By Marcus V. Thorne · Markets Editor
· 3 min read
Market pricing for a Federal Reserve rate increase at its July 29 meeting rose sharply after oil prices climbed on renewed tension around the Strait of Hormuz. CME’s FedWatch tool put the probability of a 25-basis-point increase at 46.5%, up from 34% on Sunday, while Kalshi traders priced the chance at 36%, according to CNBC.
Both measures still indicate that investors see an unchanged policy rate as the more likely outcome. The shift, however, narrows the gap between a hold and a hike at a meeting that had been expected to extend the Fed’s pause.
CME’s FedWatch tool derives implied probabilities from federal funds futures, contracts tied to the market’s expectation for the Fed’s target rate. Kalshi’s figures come from event contracts, where traders buy and sell claims linked to defined outcomes, including whether the central bank raises, cuts or leaves rates unchanged.
The repricing followed President Donald Trump’s announcement that he would reinstate a U.S. blockade of Iranian ports near the Strait of Hormuz and impose a 20% toll on cargo moving through the passageway. CNBC reported that U.S. oil prices rose more than 5% and moved above $75 a barrel after the development.
Energy prices feed into inflation through several channels. Higher crude prices can lift gasoline, diesel and jet fuel costs, while also raising transport and production expenses for companies. If firms pass those costs to customers, headline inflation can rise and core inflation can become harder to reduce.
The move in rate expectations also followed comments from Federal Reserve Governor Christopher Waller. CNBC reported that Waller said the Fed should avoid repeating what he described as the errors of 2021 and 2022, when he said policymakers waited too long to raise rates as inflation accelerated. He also cautioned that the central bank should not overcorrect by lifting rates too quickly.
The next major inflation reading is due Tuesday, when the June Consumer Price Index is scheduled for release. Economists surveyed by Dow Jones expect annual inflation of 3.8% for June, down from 4.2% in May, according to CNBC.
Barclays global chairman of research Ajay Rajadhyaksha argued in a Monday note that the inflation risk is not limited to energy.
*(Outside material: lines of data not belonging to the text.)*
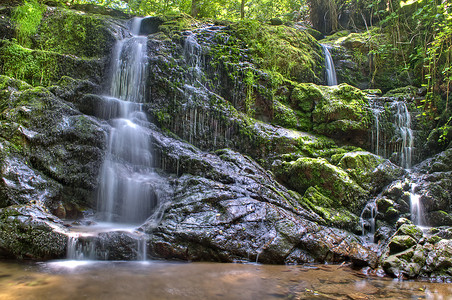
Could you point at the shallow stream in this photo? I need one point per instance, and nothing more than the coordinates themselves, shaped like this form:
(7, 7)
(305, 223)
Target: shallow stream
(165, 280)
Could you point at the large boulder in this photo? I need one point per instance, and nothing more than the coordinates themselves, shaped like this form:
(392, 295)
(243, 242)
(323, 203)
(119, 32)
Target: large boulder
(412, 253)
(225, 207)
(55, 150)
(29, 231)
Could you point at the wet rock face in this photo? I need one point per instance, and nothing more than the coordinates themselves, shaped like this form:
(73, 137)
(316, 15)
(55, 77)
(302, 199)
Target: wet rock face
(31, 232)
(227, 208)
(412, 253)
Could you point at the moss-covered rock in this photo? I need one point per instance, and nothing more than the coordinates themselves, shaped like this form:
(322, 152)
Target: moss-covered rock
(29, 232)
(343, 114)
(331, 181)
(46, 141)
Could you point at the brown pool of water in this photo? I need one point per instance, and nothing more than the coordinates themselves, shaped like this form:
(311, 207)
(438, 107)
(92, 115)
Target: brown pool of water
(165, 280)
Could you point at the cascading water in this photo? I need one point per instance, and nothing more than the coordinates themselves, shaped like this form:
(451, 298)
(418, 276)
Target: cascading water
(403, 125)
(400, 140)
(367, 220)
(329, 66)
(125, 190)
(392, 137)
(416, 209)
(128, 190)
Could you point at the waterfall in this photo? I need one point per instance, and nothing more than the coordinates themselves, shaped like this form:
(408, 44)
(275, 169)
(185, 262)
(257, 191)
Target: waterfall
(126, 192)
(403, 125)
(367, 220)
(329, 66)
(416, 210)
(391, 132)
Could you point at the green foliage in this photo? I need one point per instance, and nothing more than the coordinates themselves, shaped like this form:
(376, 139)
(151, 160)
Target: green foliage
(35, 67)
(69, 32)
(27, 17)
(280, 49)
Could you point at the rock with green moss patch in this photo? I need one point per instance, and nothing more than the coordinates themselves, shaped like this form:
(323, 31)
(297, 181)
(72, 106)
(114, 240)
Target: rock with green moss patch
(332, 181)
(51, 142)
(30, 232)
(343, 115)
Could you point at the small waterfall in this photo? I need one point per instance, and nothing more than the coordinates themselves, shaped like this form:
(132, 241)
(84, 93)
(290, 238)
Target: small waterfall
(77, 250)
(403, 125)
(391, 131)
(329, 66)
(126, 193)
(367, 220)
(416, 208)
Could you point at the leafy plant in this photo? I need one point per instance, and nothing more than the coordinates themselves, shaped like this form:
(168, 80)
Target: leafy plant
(27, 17)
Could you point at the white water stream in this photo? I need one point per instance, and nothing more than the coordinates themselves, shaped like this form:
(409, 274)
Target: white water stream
(128, 186)
(329, 66)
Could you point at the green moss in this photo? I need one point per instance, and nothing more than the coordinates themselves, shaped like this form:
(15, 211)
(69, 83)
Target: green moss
(27, 18)
(288, 51)
(334, 37)
(410, 230)
(305, 96)
(329, 180)
(434, 239)
(284, 116)
(343, 109)
(330, 210)
(173, 24)
(35, 67)
(359, 165)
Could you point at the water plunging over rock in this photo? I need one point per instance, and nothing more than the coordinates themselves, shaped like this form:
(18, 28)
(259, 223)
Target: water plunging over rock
(392, 134)
(329, 65)
(127, 191)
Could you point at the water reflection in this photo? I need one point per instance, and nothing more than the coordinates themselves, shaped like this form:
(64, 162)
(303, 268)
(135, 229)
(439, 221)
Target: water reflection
(164, 280)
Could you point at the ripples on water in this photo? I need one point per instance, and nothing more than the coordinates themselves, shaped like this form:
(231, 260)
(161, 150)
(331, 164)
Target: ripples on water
(164, 280)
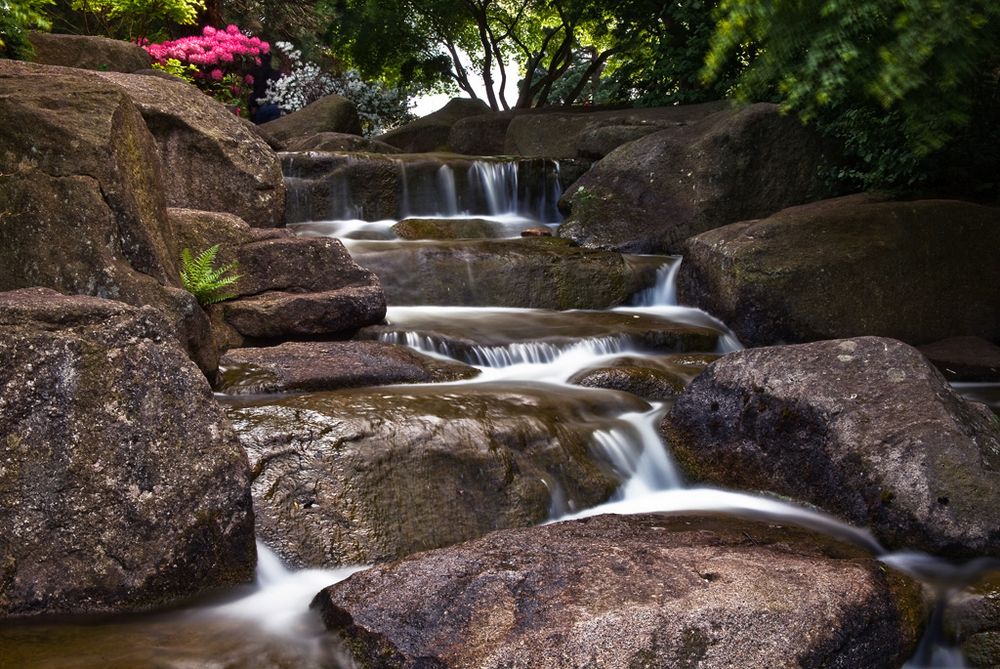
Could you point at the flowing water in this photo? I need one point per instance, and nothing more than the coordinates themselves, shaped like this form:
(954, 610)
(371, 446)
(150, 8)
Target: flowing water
(269, 624)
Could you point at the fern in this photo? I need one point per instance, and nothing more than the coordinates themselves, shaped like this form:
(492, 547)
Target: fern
(202, 279)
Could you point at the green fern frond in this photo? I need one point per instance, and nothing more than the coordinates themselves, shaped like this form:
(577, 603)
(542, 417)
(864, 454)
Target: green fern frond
(200, 278)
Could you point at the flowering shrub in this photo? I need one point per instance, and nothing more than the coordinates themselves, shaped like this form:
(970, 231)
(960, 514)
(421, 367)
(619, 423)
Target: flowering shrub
(217, 61)
(379, 108)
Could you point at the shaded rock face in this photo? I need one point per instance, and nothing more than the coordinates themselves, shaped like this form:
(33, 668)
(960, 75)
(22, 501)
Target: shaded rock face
(211, 160)
(356, 477)
(331, 113)
(83, 208)
(916, 271)
(88, 52)
(313, 366)
(630, 591)
(431, 132)
(122, 486)
(289, 286)
(864, 428)
(338, 141)
(538, 272)
(651, 194)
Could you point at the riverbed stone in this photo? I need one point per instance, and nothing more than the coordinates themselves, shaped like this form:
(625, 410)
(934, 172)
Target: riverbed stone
(331, 113)
(355, 477)
(211, 160)
(864, 428)
(539, 272)
(630, 591)
(919, 271)
(653, 378)
(83, 206)
(649, 195)
(122, 485)
(88, 52)
(315, 366)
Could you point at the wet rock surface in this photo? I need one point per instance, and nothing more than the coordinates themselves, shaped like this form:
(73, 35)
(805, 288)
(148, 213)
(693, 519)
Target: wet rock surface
(211, 160)
(918, 271)
(88, 52)
(544, 273)
(314, 366)
(331, 113)
(864, 428)
(630, 591)
(355, 477)
(463, 333)
(122, 486)
(651, 194)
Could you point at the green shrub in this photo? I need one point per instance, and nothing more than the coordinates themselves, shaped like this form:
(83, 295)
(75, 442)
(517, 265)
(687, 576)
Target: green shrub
(201, 278)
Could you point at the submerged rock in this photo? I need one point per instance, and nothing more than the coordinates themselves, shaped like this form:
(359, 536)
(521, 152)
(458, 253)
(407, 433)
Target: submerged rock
(630, 591)
(122, 486)
(355, 477)
(655, 379)
(211, 159)
(541, 273)
(918, 271)
(313, 366)
(88, 52)
(331, 113)
(864, 428)
(651, 194)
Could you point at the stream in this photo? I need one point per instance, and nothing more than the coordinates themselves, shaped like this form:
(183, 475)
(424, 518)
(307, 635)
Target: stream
(269, 624)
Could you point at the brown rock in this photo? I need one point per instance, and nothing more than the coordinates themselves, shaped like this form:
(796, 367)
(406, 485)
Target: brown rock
(649, 195)
(314, 366)
(864, 428)
(122, 486)
(211, 160)
(630, 591)
(331, 113)
(917, 271)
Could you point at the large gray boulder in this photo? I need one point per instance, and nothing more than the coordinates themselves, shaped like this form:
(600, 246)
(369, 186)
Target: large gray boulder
(431, 132)
(211, 159)
(918, 271)
(88, 52)
(83, 207)
(651, 194)
(122, 486)
(329, 365)
(620, 592)
(864, 428)
(289, 286)
(543, 273)
(355, 477)
(331, 113)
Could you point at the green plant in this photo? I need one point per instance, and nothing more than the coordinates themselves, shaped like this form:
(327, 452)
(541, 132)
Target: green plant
(201, 278)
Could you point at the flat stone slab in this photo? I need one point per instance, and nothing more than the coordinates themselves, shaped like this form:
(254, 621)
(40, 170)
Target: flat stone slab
(620, 592)
(315, 366)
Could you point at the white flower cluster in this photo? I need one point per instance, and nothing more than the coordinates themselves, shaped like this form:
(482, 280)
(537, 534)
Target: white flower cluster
(379, 108)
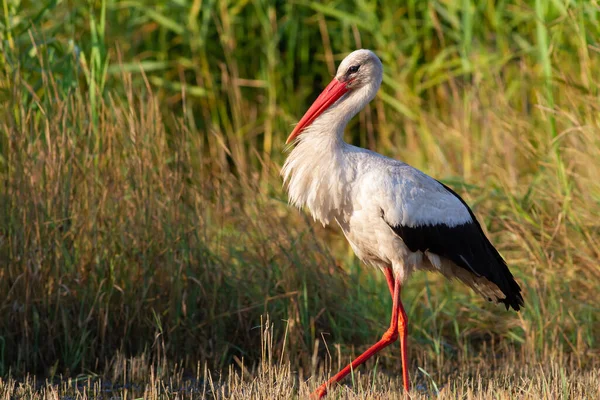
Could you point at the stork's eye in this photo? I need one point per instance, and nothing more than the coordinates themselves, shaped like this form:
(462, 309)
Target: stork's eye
(353, 69)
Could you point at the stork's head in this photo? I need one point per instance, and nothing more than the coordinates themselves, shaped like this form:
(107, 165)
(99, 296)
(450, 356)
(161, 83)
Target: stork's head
(355, 84)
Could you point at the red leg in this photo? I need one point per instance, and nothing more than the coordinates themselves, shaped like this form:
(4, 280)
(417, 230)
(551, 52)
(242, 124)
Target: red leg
(388, 338)
(389, 277)
(403, 330)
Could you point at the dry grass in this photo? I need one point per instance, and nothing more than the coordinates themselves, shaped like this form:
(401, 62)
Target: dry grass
(508, 376)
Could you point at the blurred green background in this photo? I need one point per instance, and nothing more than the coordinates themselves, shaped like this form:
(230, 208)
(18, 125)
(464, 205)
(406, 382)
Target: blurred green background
(141, 209)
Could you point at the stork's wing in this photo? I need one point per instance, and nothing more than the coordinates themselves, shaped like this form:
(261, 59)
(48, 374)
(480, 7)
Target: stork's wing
(454, 234)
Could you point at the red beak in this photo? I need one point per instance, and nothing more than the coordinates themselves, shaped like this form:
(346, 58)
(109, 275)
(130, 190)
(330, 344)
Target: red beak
(330, 95)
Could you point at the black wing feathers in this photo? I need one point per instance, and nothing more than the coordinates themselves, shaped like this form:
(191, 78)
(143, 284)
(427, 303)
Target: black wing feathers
(467, 246)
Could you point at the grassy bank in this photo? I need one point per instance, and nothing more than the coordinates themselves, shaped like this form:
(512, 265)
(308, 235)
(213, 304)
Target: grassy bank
(141, 209)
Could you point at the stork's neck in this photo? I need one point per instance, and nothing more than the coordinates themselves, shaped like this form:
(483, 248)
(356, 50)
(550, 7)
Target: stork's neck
(318, 172)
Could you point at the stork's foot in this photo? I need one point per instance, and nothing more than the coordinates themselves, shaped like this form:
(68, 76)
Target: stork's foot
(320, 392)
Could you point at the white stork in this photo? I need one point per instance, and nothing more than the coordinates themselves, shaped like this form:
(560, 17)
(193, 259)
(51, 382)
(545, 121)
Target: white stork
(395, 217)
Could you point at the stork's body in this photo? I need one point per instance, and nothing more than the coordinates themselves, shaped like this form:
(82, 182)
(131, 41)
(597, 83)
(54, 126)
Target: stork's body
(394, 216)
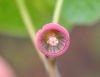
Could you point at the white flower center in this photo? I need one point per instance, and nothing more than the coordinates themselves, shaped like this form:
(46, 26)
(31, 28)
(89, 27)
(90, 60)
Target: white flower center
(52, 41)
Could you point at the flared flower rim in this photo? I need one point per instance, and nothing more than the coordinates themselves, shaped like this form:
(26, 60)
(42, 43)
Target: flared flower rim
(52, 26)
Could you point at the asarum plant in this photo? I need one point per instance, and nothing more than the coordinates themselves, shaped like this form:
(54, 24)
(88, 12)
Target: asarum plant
(52, 40)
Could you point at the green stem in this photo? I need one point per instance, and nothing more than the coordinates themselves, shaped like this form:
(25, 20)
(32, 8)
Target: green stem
(57, 11)
(29, 25)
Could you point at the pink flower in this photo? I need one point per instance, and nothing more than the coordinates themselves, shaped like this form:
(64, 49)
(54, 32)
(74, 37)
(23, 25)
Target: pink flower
(52, 39)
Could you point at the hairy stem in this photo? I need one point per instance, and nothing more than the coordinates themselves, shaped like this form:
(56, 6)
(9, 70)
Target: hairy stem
(53, 69)
(57, 11)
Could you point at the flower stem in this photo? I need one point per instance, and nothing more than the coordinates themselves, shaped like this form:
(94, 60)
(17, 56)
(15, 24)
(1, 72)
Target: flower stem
(57, 11)
(52, 66)
(49, 62)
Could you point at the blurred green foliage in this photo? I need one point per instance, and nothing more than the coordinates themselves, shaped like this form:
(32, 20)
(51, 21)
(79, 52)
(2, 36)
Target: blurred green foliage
(41, 12)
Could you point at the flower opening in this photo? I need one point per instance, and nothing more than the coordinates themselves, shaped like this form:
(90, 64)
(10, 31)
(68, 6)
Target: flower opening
(52, 40)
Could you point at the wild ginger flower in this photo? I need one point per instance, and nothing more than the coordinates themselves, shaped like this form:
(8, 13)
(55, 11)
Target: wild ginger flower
(52, 39)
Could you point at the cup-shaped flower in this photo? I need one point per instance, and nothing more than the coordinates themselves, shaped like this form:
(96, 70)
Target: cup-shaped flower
(52, 40)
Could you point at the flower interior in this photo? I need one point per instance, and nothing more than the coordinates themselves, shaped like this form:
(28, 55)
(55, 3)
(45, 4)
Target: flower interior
(53, 41)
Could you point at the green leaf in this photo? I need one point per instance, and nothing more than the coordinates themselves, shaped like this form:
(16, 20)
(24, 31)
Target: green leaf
(81, 11)
(41, 13)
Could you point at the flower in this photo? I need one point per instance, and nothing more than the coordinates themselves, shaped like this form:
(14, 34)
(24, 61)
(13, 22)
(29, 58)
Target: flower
(52, 40)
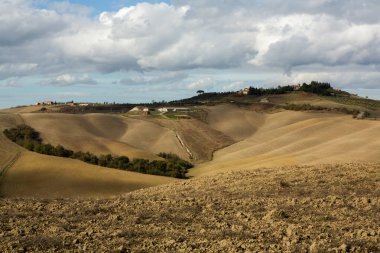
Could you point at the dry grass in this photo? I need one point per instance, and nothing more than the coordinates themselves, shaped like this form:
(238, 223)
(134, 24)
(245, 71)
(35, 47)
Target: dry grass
(102, 134)
(35, 175)
(287, 138)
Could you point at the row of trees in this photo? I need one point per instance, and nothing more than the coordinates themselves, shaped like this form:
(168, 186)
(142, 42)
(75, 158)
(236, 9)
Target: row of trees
(172, 165)
(319, 88)
(269, 91)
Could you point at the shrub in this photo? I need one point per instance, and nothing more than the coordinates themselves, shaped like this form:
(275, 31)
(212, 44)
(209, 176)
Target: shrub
(172, 166)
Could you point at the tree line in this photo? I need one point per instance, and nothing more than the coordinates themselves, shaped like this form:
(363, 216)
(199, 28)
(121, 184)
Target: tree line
(171, 166)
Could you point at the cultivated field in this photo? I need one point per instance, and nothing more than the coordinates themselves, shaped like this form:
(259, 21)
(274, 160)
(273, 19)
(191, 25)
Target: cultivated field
(33, 175)
(103, 134)
(294, 138)
(331, 208)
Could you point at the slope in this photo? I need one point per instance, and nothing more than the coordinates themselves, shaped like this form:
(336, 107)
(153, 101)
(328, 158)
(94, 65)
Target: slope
(312, 209)
(102, 134)
(35, 175)
(299, 138)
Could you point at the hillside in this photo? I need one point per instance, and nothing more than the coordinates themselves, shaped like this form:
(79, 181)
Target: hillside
(33, 175)
(287, 137)
(103, 134)
(331, 208)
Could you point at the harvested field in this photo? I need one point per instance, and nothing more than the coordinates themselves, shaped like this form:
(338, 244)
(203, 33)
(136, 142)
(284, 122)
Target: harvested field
(103, 134)
(331, 208)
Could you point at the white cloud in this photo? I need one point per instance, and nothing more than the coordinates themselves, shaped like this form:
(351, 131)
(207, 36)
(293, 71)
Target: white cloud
(69, 80)
(235, 86)
(205, 83)
(276, 36)
(164, 78)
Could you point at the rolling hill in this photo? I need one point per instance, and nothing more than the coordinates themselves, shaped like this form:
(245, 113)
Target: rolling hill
(103, 134)
(30, 174)
(292, 138)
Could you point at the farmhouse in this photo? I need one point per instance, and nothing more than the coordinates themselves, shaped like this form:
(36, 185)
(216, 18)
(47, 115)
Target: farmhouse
(296, 86)
(173, 109)
(140, 110)
(243, 91)
(46, 103)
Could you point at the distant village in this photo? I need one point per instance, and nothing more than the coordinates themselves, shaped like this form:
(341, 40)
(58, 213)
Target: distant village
(179, 110)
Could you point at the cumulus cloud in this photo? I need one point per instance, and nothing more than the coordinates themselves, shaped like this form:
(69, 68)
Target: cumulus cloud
(165, 78)
(235, 86)
(69, 80)
(272, 35)
(205, 83)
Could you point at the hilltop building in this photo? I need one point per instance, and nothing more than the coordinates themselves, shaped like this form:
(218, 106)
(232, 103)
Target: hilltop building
(173, 109)
(140, 110)
(244, 91)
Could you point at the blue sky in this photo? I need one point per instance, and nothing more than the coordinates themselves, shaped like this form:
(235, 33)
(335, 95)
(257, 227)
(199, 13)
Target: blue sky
(122, 51)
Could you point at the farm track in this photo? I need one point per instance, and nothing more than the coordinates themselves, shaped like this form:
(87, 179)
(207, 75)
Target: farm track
(8, 166)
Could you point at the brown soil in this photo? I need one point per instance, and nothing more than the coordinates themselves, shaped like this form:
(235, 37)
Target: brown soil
(332, 208)
(201, 139)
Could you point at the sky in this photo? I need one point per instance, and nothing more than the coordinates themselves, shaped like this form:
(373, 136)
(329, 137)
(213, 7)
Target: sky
(140, 51)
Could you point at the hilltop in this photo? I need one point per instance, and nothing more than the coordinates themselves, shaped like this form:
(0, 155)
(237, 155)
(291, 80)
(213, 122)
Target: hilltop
(330, 208)
(292, 171)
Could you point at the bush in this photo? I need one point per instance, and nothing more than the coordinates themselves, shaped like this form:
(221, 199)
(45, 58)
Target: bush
(172, 166)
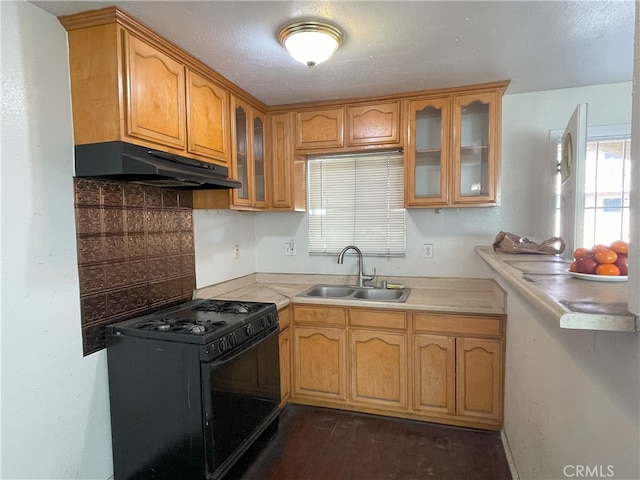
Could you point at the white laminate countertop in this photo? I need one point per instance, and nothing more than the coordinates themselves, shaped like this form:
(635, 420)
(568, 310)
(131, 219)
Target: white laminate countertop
(453, 295)
(570, 302)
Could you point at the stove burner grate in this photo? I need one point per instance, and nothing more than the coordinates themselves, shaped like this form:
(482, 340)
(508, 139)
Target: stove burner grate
(179, 325)
(222, 306)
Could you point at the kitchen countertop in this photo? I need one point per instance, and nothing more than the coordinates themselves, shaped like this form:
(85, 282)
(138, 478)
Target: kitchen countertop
(459, 295)
(570, 302)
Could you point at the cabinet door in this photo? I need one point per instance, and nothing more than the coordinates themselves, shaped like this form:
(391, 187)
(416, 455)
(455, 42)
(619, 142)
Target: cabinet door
(258, 159)
(320, 129)
(155, 107)
(207, 118)
(285, 366)
(242, 167)
(475, 145)
(281, 160)
(479, 378)
(319, 369)
(374, 124)
(434, 374)
(378, 368)
(427, 154)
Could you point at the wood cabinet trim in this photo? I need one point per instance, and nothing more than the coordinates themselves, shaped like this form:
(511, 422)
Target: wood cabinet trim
(456, 324)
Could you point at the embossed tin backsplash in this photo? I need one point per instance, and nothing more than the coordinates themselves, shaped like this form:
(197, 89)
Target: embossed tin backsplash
(135, 252)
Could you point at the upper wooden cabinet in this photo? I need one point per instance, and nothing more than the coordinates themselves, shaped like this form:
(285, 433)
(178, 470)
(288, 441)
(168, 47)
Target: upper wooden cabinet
(452, 155)
(129, 84)
(155, 94)
(320, 129)
(207, 117)
(288, 171)
(351, 128)
(374, 125)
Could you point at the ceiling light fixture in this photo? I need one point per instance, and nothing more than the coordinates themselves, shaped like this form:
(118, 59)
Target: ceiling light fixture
(311, 42)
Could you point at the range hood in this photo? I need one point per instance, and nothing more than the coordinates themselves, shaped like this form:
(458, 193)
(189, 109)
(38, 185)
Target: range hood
(126, 162)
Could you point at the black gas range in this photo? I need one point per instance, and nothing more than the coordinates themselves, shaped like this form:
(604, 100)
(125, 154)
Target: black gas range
(192, 387)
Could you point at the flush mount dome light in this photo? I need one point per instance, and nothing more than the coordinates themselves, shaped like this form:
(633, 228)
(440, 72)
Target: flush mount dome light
(311, 42)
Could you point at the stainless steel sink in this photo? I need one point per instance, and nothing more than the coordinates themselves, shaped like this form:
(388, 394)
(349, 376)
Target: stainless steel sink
(329, 291)
(358, 293)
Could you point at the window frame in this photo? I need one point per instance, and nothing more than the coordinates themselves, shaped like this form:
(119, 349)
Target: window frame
(393, 214)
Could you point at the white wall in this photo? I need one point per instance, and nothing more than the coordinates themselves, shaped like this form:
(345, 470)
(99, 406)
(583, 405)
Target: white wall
(526, 170)
(571, 397)
(55, 410)
(216, 232)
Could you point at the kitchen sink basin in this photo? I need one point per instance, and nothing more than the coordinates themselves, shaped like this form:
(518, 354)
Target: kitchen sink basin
(329, 291)
(379, 294)
(348, 292)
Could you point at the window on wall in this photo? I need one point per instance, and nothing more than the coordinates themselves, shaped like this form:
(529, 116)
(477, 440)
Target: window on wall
(607, 185)
(357, 200)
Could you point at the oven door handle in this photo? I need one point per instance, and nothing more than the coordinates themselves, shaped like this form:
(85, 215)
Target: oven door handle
(232, 355)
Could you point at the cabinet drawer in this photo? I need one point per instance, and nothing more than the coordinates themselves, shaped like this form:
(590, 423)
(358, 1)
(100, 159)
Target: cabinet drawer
(474, 325)
(377, 318)
(284, 317)
(320, 315)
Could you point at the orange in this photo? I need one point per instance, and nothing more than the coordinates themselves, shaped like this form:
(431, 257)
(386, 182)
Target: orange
(620, 246)
(608, 269)
(581, 252)
(605, 256)
(599, 246)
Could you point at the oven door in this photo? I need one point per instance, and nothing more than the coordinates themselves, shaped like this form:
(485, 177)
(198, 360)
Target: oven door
(241, 393)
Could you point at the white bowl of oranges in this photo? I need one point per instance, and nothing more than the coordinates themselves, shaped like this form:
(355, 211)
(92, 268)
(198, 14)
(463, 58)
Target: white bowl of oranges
(604, 263)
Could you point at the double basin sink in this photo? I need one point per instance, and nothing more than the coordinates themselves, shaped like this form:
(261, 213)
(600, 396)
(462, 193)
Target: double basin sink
(347, 292)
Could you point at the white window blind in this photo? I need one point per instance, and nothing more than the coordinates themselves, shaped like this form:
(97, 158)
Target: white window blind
(357, 200)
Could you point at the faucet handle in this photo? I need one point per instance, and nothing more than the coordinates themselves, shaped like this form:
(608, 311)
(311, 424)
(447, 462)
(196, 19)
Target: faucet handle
(368, 278)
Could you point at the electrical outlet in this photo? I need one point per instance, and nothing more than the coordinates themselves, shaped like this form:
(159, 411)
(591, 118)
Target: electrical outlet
(290, 248)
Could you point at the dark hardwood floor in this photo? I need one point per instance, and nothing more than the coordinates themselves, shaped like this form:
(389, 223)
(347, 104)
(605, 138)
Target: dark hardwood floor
(323, 444)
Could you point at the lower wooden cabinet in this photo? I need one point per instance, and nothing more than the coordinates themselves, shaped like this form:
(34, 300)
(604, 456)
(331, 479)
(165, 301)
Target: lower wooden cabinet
(479, 378)
(284, 317)
(378, 368)
(319, 363)
(444, 368)
(434, 374)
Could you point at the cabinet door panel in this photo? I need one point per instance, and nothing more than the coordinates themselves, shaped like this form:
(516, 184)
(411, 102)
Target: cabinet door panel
(320, 129)
(259, 160)
(155, 94)
(374, 124)
(475, 147)
(428, 155)
(242, 167)
(285, 365)
(281, 160)
(208, 118)
(378, 368)
(434, 374)
(320, 363)
(479, 377)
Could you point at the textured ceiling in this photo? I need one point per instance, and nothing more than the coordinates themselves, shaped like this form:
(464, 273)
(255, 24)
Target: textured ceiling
(397, 46)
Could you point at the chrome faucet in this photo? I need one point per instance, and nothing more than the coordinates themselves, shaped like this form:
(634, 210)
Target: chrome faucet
(361, 276)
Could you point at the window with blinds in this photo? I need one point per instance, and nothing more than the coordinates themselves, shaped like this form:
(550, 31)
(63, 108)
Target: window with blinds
(357, 200)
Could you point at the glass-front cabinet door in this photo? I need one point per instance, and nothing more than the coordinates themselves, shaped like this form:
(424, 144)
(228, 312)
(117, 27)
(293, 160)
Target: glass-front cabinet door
(474, 148)
(427, 159)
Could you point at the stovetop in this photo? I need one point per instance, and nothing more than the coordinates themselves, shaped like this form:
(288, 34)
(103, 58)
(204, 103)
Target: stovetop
(200, 321)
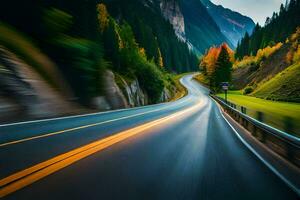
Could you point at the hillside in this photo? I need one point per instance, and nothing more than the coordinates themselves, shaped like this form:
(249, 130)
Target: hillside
(232, 24)
(273, 73)
(276, 29)
(88, 55)
(285, 86)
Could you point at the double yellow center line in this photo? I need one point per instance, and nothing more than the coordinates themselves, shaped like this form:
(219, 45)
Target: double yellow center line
(30, 175)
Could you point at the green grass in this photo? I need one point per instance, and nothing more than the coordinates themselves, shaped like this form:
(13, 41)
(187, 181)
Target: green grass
(276, 113)
(285, 86)
(25, 49)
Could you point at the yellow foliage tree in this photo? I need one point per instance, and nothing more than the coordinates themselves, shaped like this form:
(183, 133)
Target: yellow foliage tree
(160, 59)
CNBC cited Rajadhyaksha as saying the pass-through from the oil shock has not finished, that demand has not weakened enough to offset elevated energy prices, and that price increases linked to artificial intelligence are also worsening the inflation outlook.
Rajadhyaksha wrote that a data-dependent central bank must consider both reported inflation and expected inflation. “And the prints, for the next few months, are not going to look good,” he wrote, according to CNBC.
The Fed is scheduled to announce its next interest-rate decision on July 29. CNBC disclosed that it has a commercial relationship with Kalshi that includes customer acquisition and a minority investment.
This story draws on original reporting from CNBC.